16 January 2008

You can’t hoot without an air hose

Fowl have a longstanding history with the Disney Company. One famously feathered friend even makes the cut for the Fab 5. But, of all the brethren of the beak, only one species tops the pecking order, the wise old owl. There have been stuffy teachers and know-it-alls, like Professor Owl from Adventures and Music and Owl from The Many Adventures of Winnie-the-Pooh respectively. We have also had our protectors in Big Mama, from Fox in the Hound, and Friend Owl, in Bambi. There are other owls in the Disney birdhouse, though the distant cousin of these stars, the accordion owl from Alice in Wonderland, is rarely invited to family reunions.

Inside today’s parks, owls are still present. From the true life variety, available for viewing inside of Disney’s Animal Kingdom, to Owl, of Winnie-the-Pooh fame, who has set up his nest in the Magic Kingdom. In fact, Owl has the distinction of possessing the deed to the land The Many Adventures of Winnie the Pooh. The deed was bestowed upon him by the previous resident, Mr. Toad, with photographic evidence of the event hanging upon the wall in Owl’s house. But there is one owl from the park, whose roots go back decades, which has not been seen, or heard from, in years.

Hoot Gibson, named after a silent film cowboy from the 1920s, was to have taken guests on a tour of the West on the permanently shelved attraction, the Western River Expedition (WRE). The Western River Expedition, part of what would have been called Thunder Mesa, in Frontierland, would have showcased rowdy cowboys, bandits, Native American rain dances, and even singing cacti. If this concept sounds vaguely like Pirates of the Caribbean, it should, as both were the brain children of Marc Davis, who set out to one up himself with the creation of Thunder Mesa. Yet, of all the designs for the project, only one ever saw the light of day, the tour guide of the West, Hoot Gibson.
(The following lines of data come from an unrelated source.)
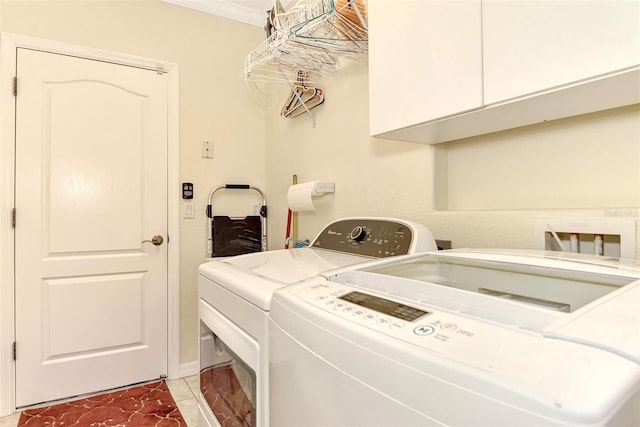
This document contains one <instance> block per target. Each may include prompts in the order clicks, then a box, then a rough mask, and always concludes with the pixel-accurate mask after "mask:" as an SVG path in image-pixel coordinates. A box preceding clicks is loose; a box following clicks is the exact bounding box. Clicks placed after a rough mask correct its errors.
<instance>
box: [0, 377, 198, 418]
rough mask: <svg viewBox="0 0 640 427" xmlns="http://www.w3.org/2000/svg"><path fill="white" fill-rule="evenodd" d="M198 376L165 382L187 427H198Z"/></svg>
mask: <svg viewBox="0 0 640 427" xmlns="http://www.w3.org/2000/svg"><path fill="white" fill-rule="evenodd" d="M198 384H199V381H198V375H194V376H192V377H186V378H180V379H178V380H170V381H167V386H168V387H169V390H170V391H171V396H173V400H175V401H176V404H177V405H178V409H180V413H181V414H182V417H183V418H184V420H185V421H186V423H187V427H198V404H197V402H196V395H197V393H198V387H199V385H198ZM19 419H20V413H15V414H13V415H9V416H7V417H1V418H0V427H16V426H17V425H18V420H19Z"/></svg>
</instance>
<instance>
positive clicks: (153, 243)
mask: <svg viewBox="0 0 640 427" xmlns="http://www.w3.org/2000/svg"><path fill="white" fill-rule="evenodd" d="M146 242H149V243H153V244H154V245H156V246H160V245H161V244H162V242H164V239H163V238H162V236H161V235H159V234H156V235H155V236H153V237H152V238H151V240H143V241H142V243H146Z"/></svg>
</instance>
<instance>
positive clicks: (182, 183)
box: [182, 182, 193, 199]
mask: <svg viewBox="0 0 640 427" xmlns="http://www.w3.org/2000/svg"><path fill="white" fill-rule="evenodd" d="M182 198H183V199H193V184H192V183H190V182H183V183H182Z"/></svg>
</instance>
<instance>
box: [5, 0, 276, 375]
mask: <svg viewBox="0 0 640 427" xmlns="http://www.w3.org/2000/svg"><path fill="white" fill-rule="evenodd" d="M0 16H1V21H0V29H1V30H2V31H5V32H12V33H18V34H23V35H28V36H34V37H40V38H46V39H51V40H57V41H63V42H68V43H73V44H79V45H84V46H91V47H96V48H100V49H107V50H113V51H117V52H123V53H129V54H133V55H139V56H144V57H148V58H157V59H161V60H165V61H168V62H174V63H177V64H178V65H179V73H180V82H179V92H180V107H179V109H180V111H179V114H180V181H181V182H185V181H187V182H192V183H194V187H195V199H194V201H195V212H196V218H195V219H182V220H181V222H180V234H181V236H180V237H181V240H180V296H181V307H180V309H181V315H180V320H181V321H180V362H181V363H183V364H184V363H189V362H193V361H195V360H197V358H198V354H197V337H198V330H197V327H198V322H197V283H196V281H197V267H198V265H199V264H200V263H201V262H202V261H203V258H204V255H205V221H206V217H205V213H204V212H205V211H204V209H205V205H206V197H207V195H208V192H209V190H210V189H211V188H212V187H214V186H217V185H219V184H224V183H228V182H234V183H251V184H253V185H257V186H259V187H263V186H264V177H265V165H264V139H265V137H264V111H263V110H262V108H260V107H258V106H257V105H256V103H255V102H254V101H253V100H252V99H251V97H250V96H249V92H248V91H247V89H246V87H245V84H244V82H243V81H242V79H241V78H240V73H241V71H242V67H243V64H244V57H245V55H246V54H247V53H248V52H249V51H250V50H251V49H253V47H254V46H255V45H257V44H258V43H259V42H260V41H261V40H262V39H263V38H264V30H262V29H261V28H258V27H255V26H251V25H247V24H242V23H239V22H235V21H231V20H228V19H224V18H220V17H217V16H213V15H210V14H206V13H202V12H198V11H194V10H190V9H186V8H182V7H178V6H174V5H171V4H167V3H163V2H160V1H158V0H147V1H113V0H111V1H50V0H49V1H42V2H39V1H30V0H29V1H6V0H2V2H1V3H0ZM204 140H210V141H213V142H214V158H213V159H211V160H205V159H202V158H201V157H200V156H201V151H200V147H201V142H202V141H204ZM175 191H180V188H176V189H175Z"/></svg>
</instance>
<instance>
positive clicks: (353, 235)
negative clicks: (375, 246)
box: [351, 225, 367, 242]
mask: <svg viewBox="0 0 640 427" xmlns="http://www.w3.org/2000/svg"><path fill="white" fill-rule="evenodd" d="M365 237H367V230H366V229H365V228H364V227H363V226H361V225H358V226H356V227H354V229H353V230H351V238H352V239H353V240H354V241H356V242H362V241H363V240H364V238H365Z"/></svg>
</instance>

When the Walt Disney Story attraction opened on Main Street U.S.A. in 1973, Hoot was there. He gave audiences who ventured through the post show a glimpse behind the scenes, a glimpse into the future, and a glimpse into his heritage by proclaiming, “My grandpa, for example, had one of the lead roles in Bambi.” Near the end of his dialogue he told guests to come back and visit him at the Western River Expedition, an expedition that never got underway. Hoot continued to proclaim the future of the western frontier until 1981, when the exhibit was covered over to make way for a preview of another coming attraction, EPCOT Center.

Hoot, along with the rest of Thunder Mesa, would have been a hoot. But though the feathered friends lost one of their own, I can’t imagine that we are too many years away from seeing another astute owl take wing.